The emergence of California Chrome as the favorite to win the first Triple Crown in 36 years at this Saturday’s Belmont Stakes has the potential to reinvigorate horse racing’s aura as a beloved American pastime.
The horse, a 3-5 favorite to become the 12th ever Triple Crown winner, has successfully captivated the hearts and minds of horse racing throwbacks who long for the nostalgic days of fabled horses such as Secretariat and Seabiscuit. A petty controversy over Chrome’s use of equine nasal strips has also generated a mini-cult following of its own.
Critics might argue that much of the excitement is rather unwarranted. After all, since 1978 – when Affirmed claimed the last Triple Crown, a dozen horses (including my personal favorite, Smarty Jones) have won the Kentucky Derby and Preakness only to fall short at the Belmont Stakes.
But there seems to be something special about California Chrome and this race in particular. It seems to be driven largely by the horse’s underdog prestige – a sure-fire way of quickly growing a fan base. The goofy nasal strip scandal seems to be helping out nicely as well, with Breathe Right cashing in on the action and setting up a promotional rally at Saturday’s race.
But that’s about where the feel good story ends, unfortunately. Beyond that, Saturday’s race is a desperation moment for a once proud sport seeking to retain relevance in the American culture. To many, horse racing remains a pre-Depression era phenomenon whose fate was sealed when Prohibition-era gangsters began pioneering modern auto racing.

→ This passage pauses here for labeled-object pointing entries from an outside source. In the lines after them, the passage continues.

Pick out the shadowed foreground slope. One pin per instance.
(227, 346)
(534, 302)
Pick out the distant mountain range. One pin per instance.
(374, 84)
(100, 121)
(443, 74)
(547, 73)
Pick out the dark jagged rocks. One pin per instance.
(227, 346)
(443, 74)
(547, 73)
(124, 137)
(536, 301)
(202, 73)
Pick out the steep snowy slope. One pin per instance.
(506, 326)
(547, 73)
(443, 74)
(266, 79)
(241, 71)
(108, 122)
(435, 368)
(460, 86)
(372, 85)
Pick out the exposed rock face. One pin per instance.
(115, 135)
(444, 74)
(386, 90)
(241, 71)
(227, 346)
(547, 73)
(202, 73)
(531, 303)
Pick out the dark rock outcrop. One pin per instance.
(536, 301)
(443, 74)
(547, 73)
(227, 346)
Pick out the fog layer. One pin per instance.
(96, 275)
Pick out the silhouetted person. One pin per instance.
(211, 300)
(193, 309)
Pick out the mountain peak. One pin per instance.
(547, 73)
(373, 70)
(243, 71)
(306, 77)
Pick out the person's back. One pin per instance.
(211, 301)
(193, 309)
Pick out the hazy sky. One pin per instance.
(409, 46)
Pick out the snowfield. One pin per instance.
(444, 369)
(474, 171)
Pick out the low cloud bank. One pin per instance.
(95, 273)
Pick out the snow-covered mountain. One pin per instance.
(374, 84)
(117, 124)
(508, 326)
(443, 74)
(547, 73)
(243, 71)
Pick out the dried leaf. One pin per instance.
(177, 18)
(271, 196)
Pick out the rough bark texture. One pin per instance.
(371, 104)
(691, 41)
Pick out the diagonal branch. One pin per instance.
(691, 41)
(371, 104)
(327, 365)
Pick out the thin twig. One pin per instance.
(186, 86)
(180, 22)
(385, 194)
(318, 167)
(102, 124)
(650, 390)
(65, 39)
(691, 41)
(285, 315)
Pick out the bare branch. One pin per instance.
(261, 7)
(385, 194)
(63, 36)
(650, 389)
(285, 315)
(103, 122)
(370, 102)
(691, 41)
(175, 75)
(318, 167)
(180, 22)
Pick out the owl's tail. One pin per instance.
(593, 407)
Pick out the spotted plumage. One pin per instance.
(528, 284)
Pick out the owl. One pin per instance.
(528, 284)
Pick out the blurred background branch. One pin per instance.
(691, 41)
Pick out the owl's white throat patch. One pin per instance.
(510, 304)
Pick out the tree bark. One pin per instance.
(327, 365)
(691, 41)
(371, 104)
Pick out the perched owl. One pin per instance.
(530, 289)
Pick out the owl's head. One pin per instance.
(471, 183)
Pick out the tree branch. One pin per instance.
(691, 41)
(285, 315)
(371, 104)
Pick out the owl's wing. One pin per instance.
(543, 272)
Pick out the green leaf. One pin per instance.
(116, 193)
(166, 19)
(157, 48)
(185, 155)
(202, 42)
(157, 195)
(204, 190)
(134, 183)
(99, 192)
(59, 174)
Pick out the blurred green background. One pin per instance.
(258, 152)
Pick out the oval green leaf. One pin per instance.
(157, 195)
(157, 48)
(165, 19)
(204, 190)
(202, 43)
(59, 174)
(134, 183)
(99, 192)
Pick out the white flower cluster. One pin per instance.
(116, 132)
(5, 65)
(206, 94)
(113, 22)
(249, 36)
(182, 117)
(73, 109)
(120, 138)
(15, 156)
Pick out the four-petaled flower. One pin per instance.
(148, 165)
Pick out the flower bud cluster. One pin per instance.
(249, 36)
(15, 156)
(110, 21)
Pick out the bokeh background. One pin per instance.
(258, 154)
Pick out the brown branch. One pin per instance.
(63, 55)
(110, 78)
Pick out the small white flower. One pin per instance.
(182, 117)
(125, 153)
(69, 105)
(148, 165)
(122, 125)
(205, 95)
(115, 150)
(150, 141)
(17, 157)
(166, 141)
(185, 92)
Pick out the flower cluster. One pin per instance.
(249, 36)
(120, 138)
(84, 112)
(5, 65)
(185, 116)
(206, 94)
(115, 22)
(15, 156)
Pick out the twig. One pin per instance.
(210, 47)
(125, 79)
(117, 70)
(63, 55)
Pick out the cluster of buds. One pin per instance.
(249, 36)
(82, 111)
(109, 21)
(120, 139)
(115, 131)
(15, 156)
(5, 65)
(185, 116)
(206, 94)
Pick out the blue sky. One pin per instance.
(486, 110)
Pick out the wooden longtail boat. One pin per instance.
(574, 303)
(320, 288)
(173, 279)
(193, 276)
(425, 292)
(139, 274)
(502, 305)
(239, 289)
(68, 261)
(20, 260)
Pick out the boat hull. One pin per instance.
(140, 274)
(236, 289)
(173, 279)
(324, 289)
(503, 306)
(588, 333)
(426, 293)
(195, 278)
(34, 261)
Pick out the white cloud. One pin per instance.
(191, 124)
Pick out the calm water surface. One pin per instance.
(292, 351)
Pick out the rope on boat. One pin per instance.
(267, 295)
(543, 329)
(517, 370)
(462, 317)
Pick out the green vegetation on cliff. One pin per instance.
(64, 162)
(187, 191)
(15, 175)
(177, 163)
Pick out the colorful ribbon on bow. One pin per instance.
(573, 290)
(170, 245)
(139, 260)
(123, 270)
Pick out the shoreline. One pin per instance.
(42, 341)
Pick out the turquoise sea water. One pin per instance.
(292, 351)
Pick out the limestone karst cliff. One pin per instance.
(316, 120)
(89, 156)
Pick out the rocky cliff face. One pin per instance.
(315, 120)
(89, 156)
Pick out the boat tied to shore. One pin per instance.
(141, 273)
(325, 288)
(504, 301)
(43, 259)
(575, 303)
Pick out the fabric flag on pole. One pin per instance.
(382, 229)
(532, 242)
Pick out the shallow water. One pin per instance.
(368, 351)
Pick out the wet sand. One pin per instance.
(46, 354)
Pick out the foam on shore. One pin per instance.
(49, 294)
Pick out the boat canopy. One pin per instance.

Sadly, the modern horse racing industry in the US has been trapped in a slow and agonizing downward spiral of scandals, freakish injuries and declining interest from the public – most of whom pay little attention to the sport aside from the Kentucky Derby.

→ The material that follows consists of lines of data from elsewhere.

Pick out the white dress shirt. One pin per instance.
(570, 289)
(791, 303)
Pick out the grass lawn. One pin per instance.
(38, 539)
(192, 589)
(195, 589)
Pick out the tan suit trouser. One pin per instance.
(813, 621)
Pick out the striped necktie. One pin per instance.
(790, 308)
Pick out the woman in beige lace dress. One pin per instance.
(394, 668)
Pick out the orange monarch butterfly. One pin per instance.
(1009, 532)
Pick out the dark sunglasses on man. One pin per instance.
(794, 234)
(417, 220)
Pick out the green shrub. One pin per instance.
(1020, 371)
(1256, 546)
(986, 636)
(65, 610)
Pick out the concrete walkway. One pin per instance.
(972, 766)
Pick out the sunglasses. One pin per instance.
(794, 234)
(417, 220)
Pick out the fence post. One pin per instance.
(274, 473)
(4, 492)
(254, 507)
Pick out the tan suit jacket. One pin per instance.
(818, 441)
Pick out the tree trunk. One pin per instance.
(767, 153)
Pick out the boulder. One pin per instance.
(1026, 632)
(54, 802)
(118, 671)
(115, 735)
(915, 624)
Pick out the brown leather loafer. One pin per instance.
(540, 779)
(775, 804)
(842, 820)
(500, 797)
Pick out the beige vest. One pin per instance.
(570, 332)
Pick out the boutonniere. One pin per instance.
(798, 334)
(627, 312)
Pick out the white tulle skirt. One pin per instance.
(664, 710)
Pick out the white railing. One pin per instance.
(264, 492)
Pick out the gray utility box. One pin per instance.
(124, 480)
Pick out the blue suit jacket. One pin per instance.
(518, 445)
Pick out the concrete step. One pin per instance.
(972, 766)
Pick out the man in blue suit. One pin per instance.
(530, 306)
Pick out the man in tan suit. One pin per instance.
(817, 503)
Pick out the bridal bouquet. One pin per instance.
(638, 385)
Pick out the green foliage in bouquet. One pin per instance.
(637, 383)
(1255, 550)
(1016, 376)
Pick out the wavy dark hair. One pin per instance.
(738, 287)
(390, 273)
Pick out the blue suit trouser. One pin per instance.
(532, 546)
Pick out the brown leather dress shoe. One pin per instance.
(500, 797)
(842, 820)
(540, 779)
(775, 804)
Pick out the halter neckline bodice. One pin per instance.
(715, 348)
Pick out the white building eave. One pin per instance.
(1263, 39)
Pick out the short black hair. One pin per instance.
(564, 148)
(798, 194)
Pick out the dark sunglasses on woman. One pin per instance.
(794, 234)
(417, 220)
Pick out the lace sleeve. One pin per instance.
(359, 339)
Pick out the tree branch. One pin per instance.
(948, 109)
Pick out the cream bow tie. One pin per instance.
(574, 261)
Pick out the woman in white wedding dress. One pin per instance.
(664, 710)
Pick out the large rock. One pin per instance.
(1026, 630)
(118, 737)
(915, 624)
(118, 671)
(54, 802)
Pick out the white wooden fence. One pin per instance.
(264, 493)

Recent congressional inquiries into the rampant doping and safety violations within the sport have not helped to polish its image. Instead, they have revealed the dark underbelly of an industry plagued by animal mistreatment, steroid use, euthanasia and a lack of protective regulation by states or the federal government.
Ironically, it is the federal and state governments that are largely responsible for the proliferation of horse racetracks throughout the country, constructing scores of these “racinos” as a means of patching leaky budgets by pushing new forms of legal gambling on the population.
A damning New York Times investigation in 2012 blamed the expanded use of racinos for the correlated rise in horse mistreatment, finding that 24 horses on average die each week at poorly overseen US racetracks. The report also detailed the widespread use of trainers injecting horses with heavy painkillers before races to cover up injuries.
Indeed, the practice of doping in horse racing is so prevalent that even Roger Clemens and Lance Armstrong would be impressed. In the three years after Congress passed a law restricting the use of anabolic steroids, 3,800 trainers were caught illegally doping horses. Making matters worse, only a small fraction of horses are actually tested, meaning that the actual number of horses drugged was likely far higher.
Sadly, this proud industry that was once a stalwart of American culture has regressed to a pitiful state of barbaric, burn-em and churn-em type practices. One need not be a member of PETA to find this objectionable and abhorrent.
The takeaway here is that maybe the critics are right. For whatever reason, be it auto racing, Xbox or whatever else, Americans just don’t care that much about horse racing anymore aside from three weekends of the year each spring. That lack of demand and accountability has led to the deterioration of any ethical standards that may have once existed.
While a Triple Crown victory by California Chrome tomorrow will certainly help solve some immediate publicity issues, horse racing is a sport in desperate need of a much more transformative makeover.